Vous êtes probablement passés à côté #12 Raphael Gualazzi

Vous êtes probablement passés à côté de Raphael Gualazzi et de Reality and Fantasy


L’Italie ce n’est pas que Ferrari, les lasagnes, les gondoles et le catenaccio. L’Italie, c’est aussi et surtout Raphael Gualazzi. Alors certains diront que le constat n’est pas objectif, qu’il est réducteur et qu’il y a aussi Zucchero. Alors OK, va pour Zucchero et vive l’objectivité.

Raphael Gualazzi est un pianiste italien aux influences jazz et blues, révélé par le concours de l’Eurovision 2011. Comme quoi, cela peut servir de tremplin aux gens talentueux !
Preuve en est, nous n’avons plus entendu parler d’Amaury Vassili qui représentait la France cette année-là.

Reality and Fantasy, c’est une introduction au kazoo, une rythmique au piano aussi simple qu’obsédante accompagnée de percussions et enfin une voix légère et inhabituelle : nous voilà plongés dans un univers mélancolique et un brin onirique.

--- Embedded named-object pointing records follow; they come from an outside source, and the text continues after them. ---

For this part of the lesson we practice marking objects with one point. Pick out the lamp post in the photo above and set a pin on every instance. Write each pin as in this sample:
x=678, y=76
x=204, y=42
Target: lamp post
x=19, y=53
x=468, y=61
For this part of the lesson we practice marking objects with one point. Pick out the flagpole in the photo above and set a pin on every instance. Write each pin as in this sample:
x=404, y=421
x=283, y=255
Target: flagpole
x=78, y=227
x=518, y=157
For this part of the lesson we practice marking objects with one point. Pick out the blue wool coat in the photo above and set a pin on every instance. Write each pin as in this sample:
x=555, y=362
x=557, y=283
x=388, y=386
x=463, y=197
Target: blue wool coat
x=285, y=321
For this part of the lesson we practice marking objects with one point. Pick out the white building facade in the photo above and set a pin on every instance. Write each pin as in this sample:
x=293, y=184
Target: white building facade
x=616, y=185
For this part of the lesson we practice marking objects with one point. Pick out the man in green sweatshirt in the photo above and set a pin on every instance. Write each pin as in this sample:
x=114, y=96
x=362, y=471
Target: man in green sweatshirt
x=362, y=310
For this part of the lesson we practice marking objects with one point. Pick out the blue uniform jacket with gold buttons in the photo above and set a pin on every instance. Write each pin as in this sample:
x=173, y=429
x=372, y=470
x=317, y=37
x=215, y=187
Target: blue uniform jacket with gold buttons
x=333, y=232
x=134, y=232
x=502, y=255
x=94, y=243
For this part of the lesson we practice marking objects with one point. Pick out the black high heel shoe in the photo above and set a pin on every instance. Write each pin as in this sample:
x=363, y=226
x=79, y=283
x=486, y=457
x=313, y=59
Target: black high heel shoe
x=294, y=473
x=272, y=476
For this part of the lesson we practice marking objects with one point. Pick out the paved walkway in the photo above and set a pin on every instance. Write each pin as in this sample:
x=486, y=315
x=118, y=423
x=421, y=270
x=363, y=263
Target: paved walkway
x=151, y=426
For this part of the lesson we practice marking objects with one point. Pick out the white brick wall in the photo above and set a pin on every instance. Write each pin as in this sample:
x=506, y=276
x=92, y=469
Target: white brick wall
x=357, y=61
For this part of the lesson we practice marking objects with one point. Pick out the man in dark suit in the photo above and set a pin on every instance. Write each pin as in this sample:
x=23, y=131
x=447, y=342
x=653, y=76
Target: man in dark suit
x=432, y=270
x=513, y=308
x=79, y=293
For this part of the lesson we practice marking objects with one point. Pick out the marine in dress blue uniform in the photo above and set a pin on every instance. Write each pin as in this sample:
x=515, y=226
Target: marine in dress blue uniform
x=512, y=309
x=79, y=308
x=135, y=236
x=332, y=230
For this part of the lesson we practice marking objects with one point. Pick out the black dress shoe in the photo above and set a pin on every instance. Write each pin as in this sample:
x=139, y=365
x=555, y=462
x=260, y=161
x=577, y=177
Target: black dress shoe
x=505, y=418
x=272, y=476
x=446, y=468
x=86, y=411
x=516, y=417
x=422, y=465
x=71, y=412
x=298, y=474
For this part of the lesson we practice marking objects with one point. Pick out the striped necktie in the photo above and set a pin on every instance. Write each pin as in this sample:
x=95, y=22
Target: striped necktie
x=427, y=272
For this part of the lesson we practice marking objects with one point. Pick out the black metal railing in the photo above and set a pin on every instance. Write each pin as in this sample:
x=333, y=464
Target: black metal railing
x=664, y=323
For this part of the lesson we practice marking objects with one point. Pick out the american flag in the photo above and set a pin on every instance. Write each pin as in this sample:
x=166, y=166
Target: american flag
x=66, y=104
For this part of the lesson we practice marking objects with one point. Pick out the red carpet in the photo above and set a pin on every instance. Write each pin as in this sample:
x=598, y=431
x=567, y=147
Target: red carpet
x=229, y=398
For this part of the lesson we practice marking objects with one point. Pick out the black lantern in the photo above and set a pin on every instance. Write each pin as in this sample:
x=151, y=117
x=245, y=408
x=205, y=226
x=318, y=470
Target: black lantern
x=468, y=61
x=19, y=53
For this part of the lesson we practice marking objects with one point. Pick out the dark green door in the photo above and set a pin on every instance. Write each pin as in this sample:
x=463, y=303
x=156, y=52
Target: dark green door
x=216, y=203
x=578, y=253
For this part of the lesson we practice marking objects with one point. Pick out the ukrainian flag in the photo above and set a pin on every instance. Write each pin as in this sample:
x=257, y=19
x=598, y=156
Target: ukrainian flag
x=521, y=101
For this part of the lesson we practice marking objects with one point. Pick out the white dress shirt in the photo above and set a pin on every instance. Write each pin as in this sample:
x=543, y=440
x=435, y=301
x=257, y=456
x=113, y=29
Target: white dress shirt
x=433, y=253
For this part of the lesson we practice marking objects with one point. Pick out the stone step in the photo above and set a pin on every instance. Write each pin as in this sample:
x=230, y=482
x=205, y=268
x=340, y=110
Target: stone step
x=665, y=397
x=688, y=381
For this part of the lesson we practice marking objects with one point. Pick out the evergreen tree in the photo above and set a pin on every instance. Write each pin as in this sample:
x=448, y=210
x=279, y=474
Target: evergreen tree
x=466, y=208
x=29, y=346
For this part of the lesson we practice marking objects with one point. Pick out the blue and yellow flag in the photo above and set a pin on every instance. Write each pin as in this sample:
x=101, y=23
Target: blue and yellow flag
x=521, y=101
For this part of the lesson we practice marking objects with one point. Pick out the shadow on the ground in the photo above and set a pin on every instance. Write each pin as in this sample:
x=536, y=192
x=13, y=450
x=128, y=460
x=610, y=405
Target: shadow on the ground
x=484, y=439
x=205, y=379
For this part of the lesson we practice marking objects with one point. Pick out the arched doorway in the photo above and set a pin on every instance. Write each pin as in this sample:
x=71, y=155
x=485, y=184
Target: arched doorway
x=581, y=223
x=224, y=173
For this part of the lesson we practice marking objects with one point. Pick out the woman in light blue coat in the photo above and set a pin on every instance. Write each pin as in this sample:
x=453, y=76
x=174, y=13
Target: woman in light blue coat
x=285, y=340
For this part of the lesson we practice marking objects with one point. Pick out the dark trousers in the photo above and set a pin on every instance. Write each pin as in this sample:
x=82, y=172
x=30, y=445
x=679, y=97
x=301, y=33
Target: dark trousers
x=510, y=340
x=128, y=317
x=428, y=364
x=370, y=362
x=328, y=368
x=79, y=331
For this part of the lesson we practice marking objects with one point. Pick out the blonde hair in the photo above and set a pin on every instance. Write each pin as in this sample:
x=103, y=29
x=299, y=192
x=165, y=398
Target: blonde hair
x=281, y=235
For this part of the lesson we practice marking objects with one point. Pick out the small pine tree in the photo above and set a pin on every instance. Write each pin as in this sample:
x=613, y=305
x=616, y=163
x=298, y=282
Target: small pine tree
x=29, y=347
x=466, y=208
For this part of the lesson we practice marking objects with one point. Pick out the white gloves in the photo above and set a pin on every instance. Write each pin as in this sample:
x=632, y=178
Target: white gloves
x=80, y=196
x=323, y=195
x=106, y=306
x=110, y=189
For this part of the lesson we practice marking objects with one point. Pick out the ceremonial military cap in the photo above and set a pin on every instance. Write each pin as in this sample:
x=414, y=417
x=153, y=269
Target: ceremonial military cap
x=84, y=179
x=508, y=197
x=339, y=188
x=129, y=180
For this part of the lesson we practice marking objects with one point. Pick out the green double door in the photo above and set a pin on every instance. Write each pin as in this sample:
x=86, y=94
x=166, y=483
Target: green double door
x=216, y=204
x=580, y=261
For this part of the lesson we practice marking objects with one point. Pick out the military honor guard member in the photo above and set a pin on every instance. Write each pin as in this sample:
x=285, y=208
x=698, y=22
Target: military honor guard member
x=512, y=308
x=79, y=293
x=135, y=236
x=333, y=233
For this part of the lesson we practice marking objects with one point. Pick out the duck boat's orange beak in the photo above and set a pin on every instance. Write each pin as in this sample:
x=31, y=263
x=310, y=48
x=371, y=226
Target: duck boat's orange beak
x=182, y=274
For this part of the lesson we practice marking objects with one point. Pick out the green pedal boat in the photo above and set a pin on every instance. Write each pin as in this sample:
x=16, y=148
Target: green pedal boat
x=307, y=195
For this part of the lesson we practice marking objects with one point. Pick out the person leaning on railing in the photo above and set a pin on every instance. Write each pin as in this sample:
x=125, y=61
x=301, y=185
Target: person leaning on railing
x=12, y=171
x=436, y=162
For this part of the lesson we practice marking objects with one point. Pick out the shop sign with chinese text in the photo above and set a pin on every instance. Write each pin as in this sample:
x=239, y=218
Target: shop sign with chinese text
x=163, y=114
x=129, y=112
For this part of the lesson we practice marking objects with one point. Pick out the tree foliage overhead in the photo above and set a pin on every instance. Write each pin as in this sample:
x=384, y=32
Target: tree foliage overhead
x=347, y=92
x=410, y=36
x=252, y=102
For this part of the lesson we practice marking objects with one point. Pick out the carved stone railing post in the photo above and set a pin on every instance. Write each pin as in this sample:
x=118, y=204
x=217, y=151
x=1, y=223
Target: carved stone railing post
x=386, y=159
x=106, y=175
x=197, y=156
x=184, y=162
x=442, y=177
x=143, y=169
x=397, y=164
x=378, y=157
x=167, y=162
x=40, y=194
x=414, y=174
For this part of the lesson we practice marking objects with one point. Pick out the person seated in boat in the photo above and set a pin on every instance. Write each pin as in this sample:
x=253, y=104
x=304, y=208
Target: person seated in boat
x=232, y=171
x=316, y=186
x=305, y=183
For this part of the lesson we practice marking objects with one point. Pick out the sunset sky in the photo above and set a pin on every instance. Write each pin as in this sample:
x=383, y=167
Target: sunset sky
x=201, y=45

Onirique de par le thème de la chanson et la manière dont il est abordé. R.G. nous parle de cette frontière entre réalité et fantasme, entre réel et imaginaire et elle est ici symboliquement matérialisée par un mur, souvent bien mince. Mélancolique de par l’histoire racontée qui est le constat d’un enchaînement de déceptions et de désillusions.

Pourtant, cette chanson n’est pas triste (bon ce n’est pas la plus festive non plus, je vous l’accorde).

Elle sonne comme un appel à la responsabilité personnelle, le fantasme n’étant que le fruit de notre imagination et elle nous invite à nous souvenir qu’il ne tient qu’à nous de baisser les bras… ou pas.
Elle sonne également comme un rappel car nous vivons tous des moments surréalistes où l’on se demande si l’on n’est pas en train de rêver.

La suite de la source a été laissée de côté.